The trauma of seeing so much death and destruction, coupled with months of backbreaking work, took a huge toll on Cannon, who returned to Australia physically and mentally broken.

But the floods were a turning point for Lille Fro. "These were utterly tragic circumstances, but ironically they put us on the map," says Cannon. Her work caught the attention of the European media and donations started coming in from countries such as Switzerland and Austria. Now, in addition to its "Little Seeds" program, which sponsors the education of more than 100 children, the charity is funding community greenhouses and a skills training program that is helping villagers grow fresh vegetables over the winter months.

But finding the money for these projects is a constant battle. "Sustainability is a real issue for us," insists Cannon. "You need staff to design, run and monitor the projects and that's where we need help."

As the recess bell rings on the first day of term at one of Lille Fro's partner schools near Leh, the playground erupts in a cacophony of laughter and shouting. Of the 700 students here, half are boarders from distant parts of Ladakh.

Cannon is looking for eight-year-old Tashi Lhamo, who has walked down the Chadar twice. The previous evening we had met her father, Padma Dorjay, a carpenter from a remote mountain village in Zanskar. Padma described being knocked off his feet by a fast-moving slab of ice as he carried Tashi on his back through the river. When we finally find Tashi in one of the year 2 classrooms, she makes light of her fall into the freezing waters. She shyly says a few words in English, taking deep breaths between each sentence, trying to avert our gaze.

Yet in every other respect there's an extraordinary confidence about her. When she says she wants to become a doctor and go back to her village, I take her at her word. "Education must be meaningful. It must respect local values and traditions," Cannon says later. "This is something Lille Fro is committed to upholding by investing in an indigenous program to give kids the practical skills that they can take back to their villages to help improve the quality of lives.

"In some villages I've visited, most families have one member with a disability. I've met children who are blind, crippled and mentally challenged. Some are deaf. I know their names. I know their stories.

"This is the thing. Development is not all black and white. It's complicated. These are real-life scenarios you can't always prepare for and these people are like family. Recently, I received a call telling me one of our youngest students, a four-year-old orphan, had just been diagnosed with AIDS. I couldn't stop crying."

The sun has slipped behind the brittle 5000-metre peaks that rise almost vertically from the Chadar, intensifying the already-bitter cold. If we wait any longer for the missing student Sonam Tundup, we won't make it to the roadhead before nightfall.

As we climb into our waiting car, we feel sick imagining Sonam's disappointment if he turned up at the last moment and saw us leaving.

After driving down the deserted road back to Leh, Cannon says she will return to the Chadar in the morning to find him. Then, suddenly, the headlights illuminate two figures waving us down. One is Sonam, the other his guide. They were the campers we had seen as we set off up the river. We hadn't recognised them and they hadn't been expecting us.

"I love India.

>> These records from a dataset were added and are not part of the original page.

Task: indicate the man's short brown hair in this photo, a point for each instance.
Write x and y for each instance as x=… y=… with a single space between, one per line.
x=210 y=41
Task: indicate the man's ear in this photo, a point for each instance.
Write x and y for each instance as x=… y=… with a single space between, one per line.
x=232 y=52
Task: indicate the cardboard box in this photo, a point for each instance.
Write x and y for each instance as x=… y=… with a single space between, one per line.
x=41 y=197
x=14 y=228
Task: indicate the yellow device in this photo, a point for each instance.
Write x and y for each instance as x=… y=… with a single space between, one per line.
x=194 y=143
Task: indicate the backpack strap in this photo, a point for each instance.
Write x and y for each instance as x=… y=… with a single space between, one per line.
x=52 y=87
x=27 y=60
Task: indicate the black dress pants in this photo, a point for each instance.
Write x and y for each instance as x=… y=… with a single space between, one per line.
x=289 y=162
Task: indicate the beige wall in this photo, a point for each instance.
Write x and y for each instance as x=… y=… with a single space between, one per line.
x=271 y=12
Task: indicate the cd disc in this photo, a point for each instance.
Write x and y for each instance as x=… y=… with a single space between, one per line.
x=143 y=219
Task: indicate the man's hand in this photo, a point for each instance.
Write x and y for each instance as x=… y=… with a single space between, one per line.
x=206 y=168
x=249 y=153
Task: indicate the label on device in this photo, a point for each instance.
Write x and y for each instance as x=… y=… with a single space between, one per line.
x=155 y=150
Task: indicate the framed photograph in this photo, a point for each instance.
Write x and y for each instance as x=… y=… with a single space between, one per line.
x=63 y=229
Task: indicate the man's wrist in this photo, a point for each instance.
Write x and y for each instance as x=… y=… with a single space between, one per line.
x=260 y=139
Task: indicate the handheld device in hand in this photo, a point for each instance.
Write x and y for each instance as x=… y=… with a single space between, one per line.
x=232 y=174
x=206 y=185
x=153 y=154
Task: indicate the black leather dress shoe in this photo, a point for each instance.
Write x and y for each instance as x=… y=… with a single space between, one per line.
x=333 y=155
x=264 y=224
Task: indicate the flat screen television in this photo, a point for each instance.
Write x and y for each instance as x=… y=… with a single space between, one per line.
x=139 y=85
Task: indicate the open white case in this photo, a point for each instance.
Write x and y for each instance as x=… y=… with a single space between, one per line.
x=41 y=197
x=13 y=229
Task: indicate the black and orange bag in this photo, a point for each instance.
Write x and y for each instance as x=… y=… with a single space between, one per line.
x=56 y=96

It's unpredictable, it keeps me on my toes," Cannon says later, recounting the day's chain of events that led to our chance encounter with Sonam in the dead of night on a thin ribbon of dirt road carved deep into the Himalayas.

I ask her whether she could ever go back to her old day job of boardroom briefings and negotiating acquisitions. "Well, right now I've kind of got my hands full," she replies. "I don't think there's another job in the world that could possibly bring me the same level of joy, to be able to make a real difference in another person's life. The rewards are huge and I feel very lucky."

* Names of children and parents have been changed to protect the identity of Lille Fro's beneficiaries.